As Hollywood thrashes around for the next ‘young adult’ franchise, it looks as though Maze Runner‘s worked for 20th Century Fox, you might be forgiven for ignoring the films if you’re several decades beyond the core audience. It was out of duty I watched Divergent and was delighted to find a narrative that wasn’t compromising over its representation of women. Like The Hunger Games, where Jennifer Lawrence constantly looks uncomfortable when she’s wearing the fancy clothes of the Capitol, Divergent looks beyond the looks of its lead women. We are at a moment where women are becoming more visible (I note that the President of the PGA has just been sacked for misogynist remarks) but are having to withstand a Neanderthal male backlash: see #gamergate for example.

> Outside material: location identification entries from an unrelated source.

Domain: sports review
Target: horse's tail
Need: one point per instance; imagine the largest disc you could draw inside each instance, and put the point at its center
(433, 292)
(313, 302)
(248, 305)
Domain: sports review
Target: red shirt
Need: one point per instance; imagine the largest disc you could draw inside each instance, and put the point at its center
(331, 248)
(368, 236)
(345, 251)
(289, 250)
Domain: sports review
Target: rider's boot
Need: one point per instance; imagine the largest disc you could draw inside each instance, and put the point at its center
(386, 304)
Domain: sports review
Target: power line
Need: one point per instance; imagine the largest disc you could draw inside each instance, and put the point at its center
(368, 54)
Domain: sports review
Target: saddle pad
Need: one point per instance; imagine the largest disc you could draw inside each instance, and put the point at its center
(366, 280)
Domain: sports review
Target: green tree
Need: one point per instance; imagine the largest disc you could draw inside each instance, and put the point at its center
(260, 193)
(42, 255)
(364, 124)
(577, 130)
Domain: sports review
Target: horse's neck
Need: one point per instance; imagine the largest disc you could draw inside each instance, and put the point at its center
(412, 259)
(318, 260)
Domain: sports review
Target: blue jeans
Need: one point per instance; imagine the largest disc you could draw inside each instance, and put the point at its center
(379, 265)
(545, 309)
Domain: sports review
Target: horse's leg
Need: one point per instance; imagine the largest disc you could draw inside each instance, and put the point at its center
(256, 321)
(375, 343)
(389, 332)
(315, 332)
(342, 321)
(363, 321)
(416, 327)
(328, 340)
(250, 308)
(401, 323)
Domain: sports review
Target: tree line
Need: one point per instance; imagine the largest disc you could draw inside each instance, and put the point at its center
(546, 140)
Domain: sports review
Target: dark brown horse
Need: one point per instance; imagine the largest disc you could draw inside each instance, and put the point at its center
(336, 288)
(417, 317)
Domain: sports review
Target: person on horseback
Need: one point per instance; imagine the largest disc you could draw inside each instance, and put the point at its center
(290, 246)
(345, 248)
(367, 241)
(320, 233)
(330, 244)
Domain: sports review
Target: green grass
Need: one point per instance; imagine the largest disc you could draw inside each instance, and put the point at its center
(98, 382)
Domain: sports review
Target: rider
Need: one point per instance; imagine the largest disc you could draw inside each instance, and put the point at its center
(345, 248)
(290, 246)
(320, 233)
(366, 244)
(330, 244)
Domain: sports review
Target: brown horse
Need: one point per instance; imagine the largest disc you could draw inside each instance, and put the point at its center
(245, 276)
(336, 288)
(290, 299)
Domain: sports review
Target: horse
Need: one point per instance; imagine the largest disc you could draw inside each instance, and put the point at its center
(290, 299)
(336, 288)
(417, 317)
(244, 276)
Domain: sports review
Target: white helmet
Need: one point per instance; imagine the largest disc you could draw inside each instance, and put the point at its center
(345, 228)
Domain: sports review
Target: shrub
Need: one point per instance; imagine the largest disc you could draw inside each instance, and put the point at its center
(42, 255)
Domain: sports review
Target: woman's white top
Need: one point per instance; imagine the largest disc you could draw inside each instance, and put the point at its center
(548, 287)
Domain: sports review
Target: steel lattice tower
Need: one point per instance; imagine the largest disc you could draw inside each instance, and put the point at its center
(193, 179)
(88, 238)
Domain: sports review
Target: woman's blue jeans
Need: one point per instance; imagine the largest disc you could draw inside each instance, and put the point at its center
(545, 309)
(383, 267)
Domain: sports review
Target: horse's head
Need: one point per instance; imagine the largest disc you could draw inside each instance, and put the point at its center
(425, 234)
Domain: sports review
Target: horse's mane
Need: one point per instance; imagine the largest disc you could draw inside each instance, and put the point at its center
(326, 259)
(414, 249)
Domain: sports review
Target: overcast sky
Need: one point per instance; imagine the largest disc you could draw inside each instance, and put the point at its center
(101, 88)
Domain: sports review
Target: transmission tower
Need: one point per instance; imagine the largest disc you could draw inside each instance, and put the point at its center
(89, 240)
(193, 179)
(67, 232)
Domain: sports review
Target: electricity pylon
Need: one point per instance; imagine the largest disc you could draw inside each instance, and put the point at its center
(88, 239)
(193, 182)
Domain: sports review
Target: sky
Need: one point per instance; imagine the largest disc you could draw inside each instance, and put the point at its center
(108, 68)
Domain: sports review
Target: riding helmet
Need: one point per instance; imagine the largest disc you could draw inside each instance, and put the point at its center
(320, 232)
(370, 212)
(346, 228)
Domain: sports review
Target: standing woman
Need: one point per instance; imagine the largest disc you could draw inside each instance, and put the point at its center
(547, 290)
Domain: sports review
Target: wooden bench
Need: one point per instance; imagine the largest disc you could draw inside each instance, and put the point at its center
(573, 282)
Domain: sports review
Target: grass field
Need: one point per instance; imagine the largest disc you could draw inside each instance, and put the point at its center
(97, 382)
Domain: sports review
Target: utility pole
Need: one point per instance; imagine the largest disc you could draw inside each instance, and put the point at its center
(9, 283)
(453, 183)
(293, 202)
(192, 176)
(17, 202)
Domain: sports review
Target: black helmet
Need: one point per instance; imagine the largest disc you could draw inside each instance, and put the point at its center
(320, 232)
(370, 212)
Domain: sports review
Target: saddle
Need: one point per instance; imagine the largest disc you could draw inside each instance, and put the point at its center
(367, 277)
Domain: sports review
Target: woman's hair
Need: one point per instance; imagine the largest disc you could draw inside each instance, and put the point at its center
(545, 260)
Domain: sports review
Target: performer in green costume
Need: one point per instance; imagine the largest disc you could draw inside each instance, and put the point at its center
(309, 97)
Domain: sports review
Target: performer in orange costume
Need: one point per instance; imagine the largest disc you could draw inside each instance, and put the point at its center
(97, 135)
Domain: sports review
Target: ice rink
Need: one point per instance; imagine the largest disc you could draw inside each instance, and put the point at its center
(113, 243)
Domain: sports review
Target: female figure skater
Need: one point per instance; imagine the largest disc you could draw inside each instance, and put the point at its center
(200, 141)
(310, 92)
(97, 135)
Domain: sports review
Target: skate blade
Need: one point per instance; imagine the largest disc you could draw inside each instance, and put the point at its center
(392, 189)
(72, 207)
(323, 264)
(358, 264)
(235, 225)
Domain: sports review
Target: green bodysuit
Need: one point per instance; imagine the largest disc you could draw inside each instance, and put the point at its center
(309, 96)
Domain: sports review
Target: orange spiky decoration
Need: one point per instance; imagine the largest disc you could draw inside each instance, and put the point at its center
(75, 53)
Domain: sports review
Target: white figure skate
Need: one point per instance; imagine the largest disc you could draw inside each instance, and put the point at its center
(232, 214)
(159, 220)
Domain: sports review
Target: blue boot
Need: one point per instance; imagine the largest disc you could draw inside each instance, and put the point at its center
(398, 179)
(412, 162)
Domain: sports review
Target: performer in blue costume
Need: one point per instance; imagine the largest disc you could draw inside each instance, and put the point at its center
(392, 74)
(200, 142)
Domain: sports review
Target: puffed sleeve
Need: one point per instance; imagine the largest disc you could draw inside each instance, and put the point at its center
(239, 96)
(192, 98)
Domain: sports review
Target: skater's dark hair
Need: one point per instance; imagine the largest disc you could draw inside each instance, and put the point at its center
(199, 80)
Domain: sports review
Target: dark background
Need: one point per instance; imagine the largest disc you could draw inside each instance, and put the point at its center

The DVD cover is not exactly encouraging as it repeats the trope that attractive women must twist their bodies so their bum and breasts are visible, but Theo James’ ‘helper’ is definitely in his place.
What matters is the film and Shailene Woodley’s Tris is a well drawn character who excels both in mind and body. Unlike The Hunger Games (so far in the films at least) she is also a sexual being and the growing attraction between her and James’ Four is well played and directed. And I particularly liked the scene where she teams up with her mother (Ashley Judd – see pic above) to shoot their way out of trouble.
Whilst Hollywood apparently prevaricates over whether to actually produce a woman superhero film, audiences are voting with their tickets and the sequel to Divergent follows next year. Hopefully the brave women who are the focus of men’s bile, particularly online where anonymity makes the attacks more frequent, can withstand the pressure and the mass media can start representing women as more than pretty adjuncts to men. Men, of course, have their role in this as well by challenging the everyday sexism that pervades many work environments and not giving any consideration to the Daily Mail who delight in having misogynist female columnists.